Amino acid sensing and filamentous growth in the human pathogen Candida albicans

Candida albicans is an important human pathogen that displays a remarkable ability to detect changes in its environment and to appropriately respond by changing its cell morphology and physiology. Serum and amino acid-based media are known to induce filamentous growth in this organism. However, the mechanism by which amino acids induce filamentation is not yet known. Here, we describe the identification and characterization of the primary amino acid sensor, Csy1p, of C. albicans. We show that Csy1p plays an important role in amino acid sensing, filamentation, and virulence.

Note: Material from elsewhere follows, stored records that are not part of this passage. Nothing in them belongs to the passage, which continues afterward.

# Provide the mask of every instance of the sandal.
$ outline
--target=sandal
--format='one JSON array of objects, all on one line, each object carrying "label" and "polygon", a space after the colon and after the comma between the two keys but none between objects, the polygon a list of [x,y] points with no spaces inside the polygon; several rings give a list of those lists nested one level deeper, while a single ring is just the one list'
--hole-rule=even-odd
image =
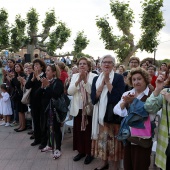
[{"label": "sandal", "polygon": [[57,150],[55,150],[54,151],[54,156],[53,156],[53,159],[55,160],[55,159],[58,159],[58,158],[60,158],[60,156],[61,156],[61,152],[57,149]]},{"label": "sandal", "polygon": [[52,147],[46,146],[45,148],[41,149],[41,152],[48,152],[52,151]]}]

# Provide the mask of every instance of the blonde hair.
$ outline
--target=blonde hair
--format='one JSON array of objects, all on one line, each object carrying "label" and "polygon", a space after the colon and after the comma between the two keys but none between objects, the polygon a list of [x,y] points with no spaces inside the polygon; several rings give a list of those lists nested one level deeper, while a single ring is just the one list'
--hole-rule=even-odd
[{"label": "blonde hair", "polygon": [[63,63],[63,62],[58,62],[57,65],[59,66],[59,68],[60,68],[61,70],[64,70],[64,71],[68,72],[68,67],[65,65],[65,63]]}]

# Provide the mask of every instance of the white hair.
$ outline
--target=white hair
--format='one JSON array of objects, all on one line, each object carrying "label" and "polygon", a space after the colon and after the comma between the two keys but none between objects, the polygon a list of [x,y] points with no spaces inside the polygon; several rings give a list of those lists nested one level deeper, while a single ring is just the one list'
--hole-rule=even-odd
[{"label": "white hair", "polygon": [[102,64],[102,61],[103,61],[105,58],[111,58],[112,61],[113,61],[113,64],[115,64],[115,58],[114,58],[112,55],[110,55],[110,54],[104,55],[104,56],[100,59],[100,64]]}]

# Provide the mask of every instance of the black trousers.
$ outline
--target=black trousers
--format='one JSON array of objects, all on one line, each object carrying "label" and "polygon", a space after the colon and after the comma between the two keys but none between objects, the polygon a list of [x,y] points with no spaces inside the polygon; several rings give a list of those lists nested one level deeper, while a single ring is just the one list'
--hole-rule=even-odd
[{"label": "black trousers", "polygon": [[41,142],[41,127],[40,127],[40,115],[41,110],[39,107],[32,107],[31,108],[31,114],[33,118],[33,124],[34,124],[34,137],[36,142]]},{"label": "black trousers", "polygon": [[48,141],[47,113],[41,112],[40,127],[41,127],[41,145],[47,146]]},{"label": "black trousers", "polygon": [[48,145],[52,146],[52,142],[55,141],[56,149],[61,150],[61,140],[62,140],[62,132],[61,132],[61,123],[57,122],[55,116],[53,120],[53,126],[48,126]]}]

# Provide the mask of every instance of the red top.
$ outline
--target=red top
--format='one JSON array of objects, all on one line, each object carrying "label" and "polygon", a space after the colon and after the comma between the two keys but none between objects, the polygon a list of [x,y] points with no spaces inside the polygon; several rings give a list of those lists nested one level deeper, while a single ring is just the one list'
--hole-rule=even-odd
[{"label": "red top", "polygon": [[60,80],[63,82],[63,84],[65,83],[67,78],[68,78],[67,72],[64,70],[61,70]]},{"label": "red top", "polygon": [[156,87],[156,84],[155,84],[156,79],[157,79],[157,76],[152,76],[151,84],[154,87],[154,89]]}]

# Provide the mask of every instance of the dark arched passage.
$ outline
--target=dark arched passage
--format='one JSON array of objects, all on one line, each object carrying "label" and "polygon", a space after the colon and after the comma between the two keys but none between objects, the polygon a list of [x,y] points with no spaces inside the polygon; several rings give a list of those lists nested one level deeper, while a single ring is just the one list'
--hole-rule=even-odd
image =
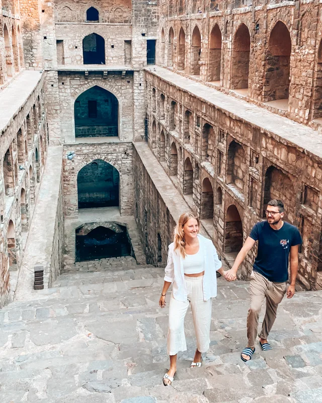
[{"label": "dark arched passage", "polygon": [[119,205],[120,175],[112,165],[95,160],[77,176],[78,209]]},{"label": "dark arched passage", "polygon": [[95,86],[75,101],[75,137],[118,135],[119,103],[112,93]]},{"label": "dark arched passage", "polygon": [[83,40],[84,64],[105,64],[105,41],[97,34],[90,34]]}]

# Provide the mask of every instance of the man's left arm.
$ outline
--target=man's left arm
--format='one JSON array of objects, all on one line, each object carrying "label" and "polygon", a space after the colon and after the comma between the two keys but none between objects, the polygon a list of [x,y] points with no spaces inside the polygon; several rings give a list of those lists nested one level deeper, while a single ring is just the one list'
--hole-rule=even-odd
[{"label": "man's left arm", "polygon": [[290,268],[291,270],[291,284],[287,289],[286,295],[288,298],[291,298],[295,292],[295,282],[297,275],[298,266],[298,245],[291,246]]}]

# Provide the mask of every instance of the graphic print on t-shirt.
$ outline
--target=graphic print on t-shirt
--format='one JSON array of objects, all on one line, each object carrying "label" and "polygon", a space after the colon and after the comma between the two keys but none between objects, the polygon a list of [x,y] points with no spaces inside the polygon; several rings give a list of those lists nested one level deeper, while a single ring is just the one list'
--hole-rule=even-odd
[{"label": "graphic print on t-shirt", "polygon": [[289,243],[289,240],[288,239],[281,239],[280,243],[282,245],[283,249],[287,249],[288,247],[288,244]]}]

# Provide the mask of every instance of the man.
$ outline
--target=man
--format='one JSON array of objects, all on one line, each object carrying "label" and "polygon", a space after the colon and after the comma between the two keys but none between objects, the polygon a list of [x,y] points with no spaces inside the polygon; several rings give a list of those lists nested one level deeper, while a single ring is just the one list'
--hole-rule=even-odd
[{"label": "man", "polygon": [[291,298],[295,291],[301,235],[296,227],[282,220],[284,204],[281,200],[269,202],[265,213],[267,221],[255,224],[232,267],[224,275],[229,281],[236,280],[238,268],[258,241],[257,256],[251,274],[249,289],[251,306],[247,316],[248,344],[240,356],[244,361],[252,359],[255,351],[258,318],[264,298],[266,299],[266,312],[259,335],[260,344],[264,351],[272,350],[267,337],[276,317],[278,304],[286,292],[290,253],[291,283],[287,289],[287,298]]}]

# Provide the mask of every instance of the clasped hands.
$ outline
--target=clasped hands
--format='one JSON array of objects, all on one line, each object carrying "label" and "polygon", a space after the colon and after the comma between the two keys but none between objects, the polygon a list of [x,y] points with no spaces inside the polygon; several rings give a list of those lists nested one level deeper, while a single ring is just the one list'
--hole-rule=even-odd
[{"label": "clasped hands", "polygon": [[236,273],[231,268],[224,273],[223,277],[227,281],[234,281],[237,279]]}]

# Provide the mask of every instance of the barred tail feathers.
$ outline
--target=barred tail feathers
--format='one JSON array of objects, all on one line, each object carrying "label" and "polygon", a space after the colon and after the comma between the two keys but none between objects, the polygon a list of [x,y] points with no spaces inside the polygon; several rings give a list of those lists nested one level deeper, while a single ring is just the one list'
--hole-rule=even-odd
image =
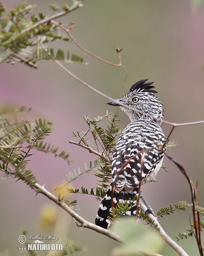
[{"label": "barred tail feathers", "polygon": [[[95,224],[104,228],[107,229],[108,225],[110,223],[110,221],[108,219],[109,216],[110,209],[112,207],[111,203],[111,197],[114,203],[114,207],[115,207],[119,202],[123,203],[124,201],[127,200],[128,202],[130,198],[131,200],[133,200],[135,196],[138,195],[138,188],[136,188],[133,191],[127,192],[123,189],[119,192],[112,192],[112,185],[111,183],[108,189],[102,200],[99,209],[97,214],[95,221]],[[133,201],[131,203],[133,205],[136,202]],[[126,215],[132,215],[135,214],[136,213],[136,207],[132,207],[130,210],[126,212],[125,214]]]}]

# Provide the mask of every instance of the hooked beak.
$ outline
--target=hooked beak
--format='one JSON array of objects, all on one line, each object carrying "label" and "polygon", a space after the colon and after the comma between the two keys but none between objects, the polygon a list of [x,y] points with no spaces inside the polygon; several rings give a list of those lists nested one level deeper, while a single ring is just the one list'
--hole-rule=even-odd
[{"label": "hooked beak", "polygon": [[112,106],[120,106],[121,104],[126,105],[125,102],[123,101],[122,99],[117,99],[114,100],[110,100],[106,103],[106,104],[111,105]]}]

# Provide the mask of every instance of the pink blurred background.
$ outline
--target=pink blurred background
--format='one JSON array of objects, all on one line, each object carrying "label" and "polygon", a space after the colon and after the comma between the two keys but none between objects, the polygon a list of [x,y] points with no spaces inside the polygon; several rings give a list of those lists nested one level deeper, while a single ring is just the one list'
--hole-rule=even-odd
[{"label": "pink blurred background", "polygon": [[[8,11],[21,1],[2,2]],[[40,11],[46,15],[53,14],[48,7],[53,2],[49,0],[27,2],[37,5],[34,11],[36,15]],[[66,24],[74,22],[71,33],[75,40],[87,50],[107,60],[118,63],[115,50],[117,47],[123,48],[122,64],[128,73],[122,68],[93,58],[73,42],[54,43],[50,46],[55,50],[69,50],[89,63],[87,66],[63,63],[67,68],[97,89],[116,99],[123,96],[136,81],[149,78],[154,82],[157,96],[164,103],[165,120],[182,123],[204,119],[204,9],[193,12],[190,2],[184,0],[86,0],[83,3],[83,8],[57,21]],[[107,99],[79,83],[54,62],[42,61],[38,66],[37,70],[33,70],[18,63],[14,66],[6,62],[1,63],[0,102],[1,106],[32,108],[32,111],[26,115],[30,120],[41,117],[54,123],[54,130],[46,141],[59,146],[60,151],[69,153],[70,159],[74,159],[74,162],[69,166],[53,155],[34,151],[28,165],[39,183],[46,183],[46,187],[51,191],[73,168],[80,167],[82,171],[84,163],[88,166],[95,158],[68,142],[69,140],[76,140],[72,137],[72,131],[86,130],[83,115],[93,118],[104,115],[107,110],[114,112],[118,110],[121,129],[129,120],[119,109],[106,105]],[[171,128],[164,125],[167,136]],[[198,177],[198,201],[202,207],[204,128],[203,124],[176,128],[171,139],[178,141],[181,147],[167,151],[184,166],[194,183]],[[158,182],[142,188],[143,196],[155,212],[159,207],[180,201],[191,203],[185,177],[167,158],[164,162],[169,171],[161,169]],[[92,171],[75,181],[73,186],[80,188],[86,184],[90,189],[95,180]],[[8,251],[9,255],[22,255],[18,249],[18,238],[22,229],[29,234],[54,235],[62,239],[68,238],[86,248],[82,253],[85,256],[111,255],[112,250],[118,245],[91,230],[81,231],[69,216],[46,198],[41,195],[36,197],[28,186],[21,181],[15,181],[0,180],[0,246],[1,250]],[[94,222],[99,202],[94,197],[86,195],[70,197],[70,200],[78,200],[81,216]],[[41,214],[47,204],[55,211],[58,223],[49,230],[40,224]],[[185,232],[186,227],[190,227],[190,213],[189,208],[186,212],[160,218],[159,221],[174,239],[178,232]],[[181,240],[179,243],[189,255],[198,254],[193,238]],[[38,253],[39,255],[45,253]],[[176,255],[167,246],[160,253]]]}]

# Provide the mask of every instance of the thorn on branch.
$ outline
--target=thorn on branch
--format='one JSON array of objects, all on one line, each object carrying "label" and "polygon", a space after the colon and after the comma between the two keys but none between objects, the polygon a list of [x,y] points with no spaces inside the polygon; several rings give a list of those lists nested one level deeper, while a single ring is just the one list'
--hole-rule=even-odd
[{"label": "thorn on branch", "polygon": [[119,53],[122,50],[122,49],[120,49],[120,48],[116,48],[116,52],[117,53]]}]

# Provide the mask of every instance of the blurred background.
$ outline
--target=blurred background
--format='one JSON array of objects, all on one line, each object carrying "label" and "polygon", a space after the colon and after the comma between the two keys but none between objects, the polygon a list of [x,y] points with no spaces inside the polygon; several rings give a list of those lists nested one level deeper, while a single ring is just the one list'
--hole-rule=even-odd
[{"label": "blurred background", "polygon": [[[55,2],[64,3],[60,0]],[[21,0],[2,2],[7,11],[21,2]],[[53,3],[50,0],[27,2],[37,5],[34,11],[36,15],[39,12],[46,15],[53,14],[48,7]],[[63,63],[67,68],[116,99],[122,96],[136,82],[149,78],[154,82],[157,96],[164,103],[166,120],[182,123],[204,119],[204,9],[196,11],[187,0],[86,0],[83,3],[83,8],[57,21],[74,22],[71,31],[74,38],[84,48],[106,60],[118,63],[116,49],[122,48],[122,64],[128,72],[93,58],[73,42],[51,45],[54,49],[61,48],[76,53],[89,63],[87,66]],[[1,106],[32,108],[27,118],[45,118],[54,123],[54,130],[46,141],[59,146],[60,151],[69,153],[70,159],[74,161],[68,165],[53,155],[34,152],[28,165],[38,183],[46,183],[46,188],[51,191],[73,168],[80,167],[82,171],[84,163],[88,166],[95,158],[85,150],[68,142],[74,140],[72,131],[86,130],[83,115],[94,118],[104,115],[107,110],[114,113],[118,110],[121,129],[129,120],[120,110],[106,105],[106,99],[80,83],[54,62],[42,61],[38,66],[38,69],[34,70],[18,63],[13,66],[5,62],[1,63],[0,102]],[[171,128],[163,125],[167,136]],[[183,166],[194,183],[198,177],[198,199],[203,207],[204,128],[203,124],[176,127],[170,139],[178,141],[181,146],[167,151]],[[169,172],[161,169],[158,182],[142,188],[143,195],[156,212],[160,207],[180,201],[191,202],[185,177],[166,157],[164,163]],[[95,180],[93,171],[75,181],[73,185],[80,188],[86,184],[90,189]],[[70,216],[45,197],[35,196],[34,191],[22,182],[15,181],[14,179],[0,180],[1,251],[8,255],[22,255],[18,238],[23,230],[27,230],[28,235],[54,235],[63,242],[75,242],[83,248],[81,255],[85,256],[111,255],[112,250],[118,246],[101,234],[85,229],[82,231]],[[94,223],[99,202],[86,195],[70,196],[69,200],[75,199],[80,207],[81,215]],[[189,208],[159,220],[174,239],[179,231],[185,232],[186,228],[190,227],[191,212]],[[189,255],[198,255],[194,238],[181,240],[178,244]],[[46,253],[37,252],[39,255]],[[177,255],[167,245],[160,253]]]}]

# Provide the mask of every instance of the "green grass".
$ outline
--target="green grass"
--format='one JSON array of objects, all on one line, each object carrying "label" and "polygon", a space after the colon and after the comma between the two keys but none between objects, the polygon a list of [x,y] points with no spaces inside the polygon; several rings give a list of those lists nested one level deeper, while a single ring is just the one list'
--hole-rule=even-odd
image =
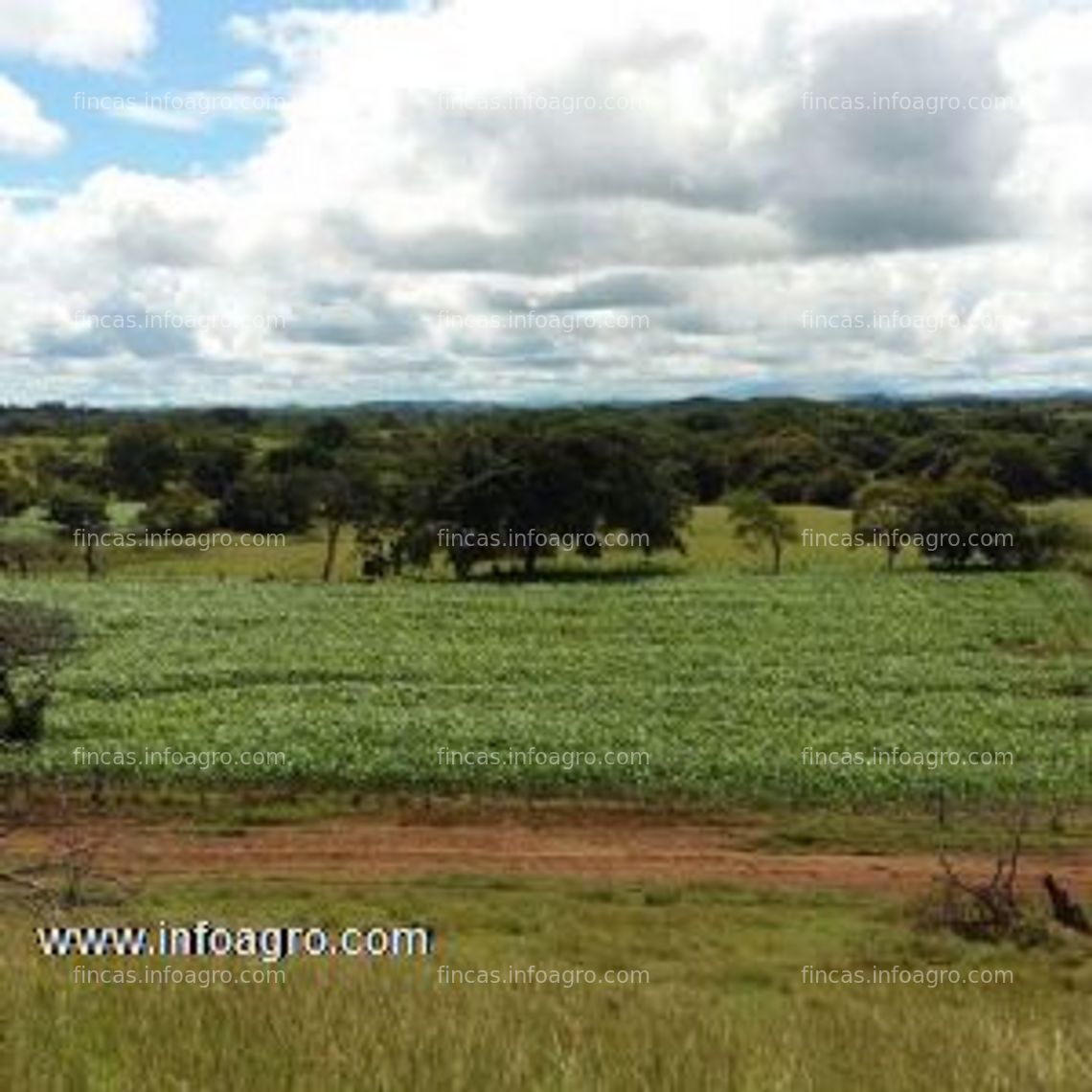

Loss of Csy1p results in a lack of amino acid-mediated activation of amino acid transport and lack of induction of transcription of specific amino acid permease genes. Furthermore, csy1Δ/csy1Δ strain, lacking Csy1p, is defective in filamentation, displays altered colony morphology in serum and amino acid-based media, reduced expression of filamentation and virulence specific genes, and attenuated virulence. We also demonstrated that sensing of amino acids by Csy1p results in the activation of two independent signaling pathways, the Csy1p-Ctp1p pathway that controls expression of amino acid permease genes and a new Csy1p-Efg1p morphogenetic pathway that controls yeast-hyphae morphogenesis. These data provided the first evidence that C. albicans utilizes the amino acid sensor Csy1p to probe its environment, coordinate its nutritional requirement and determine its morphological state and pathogenicity.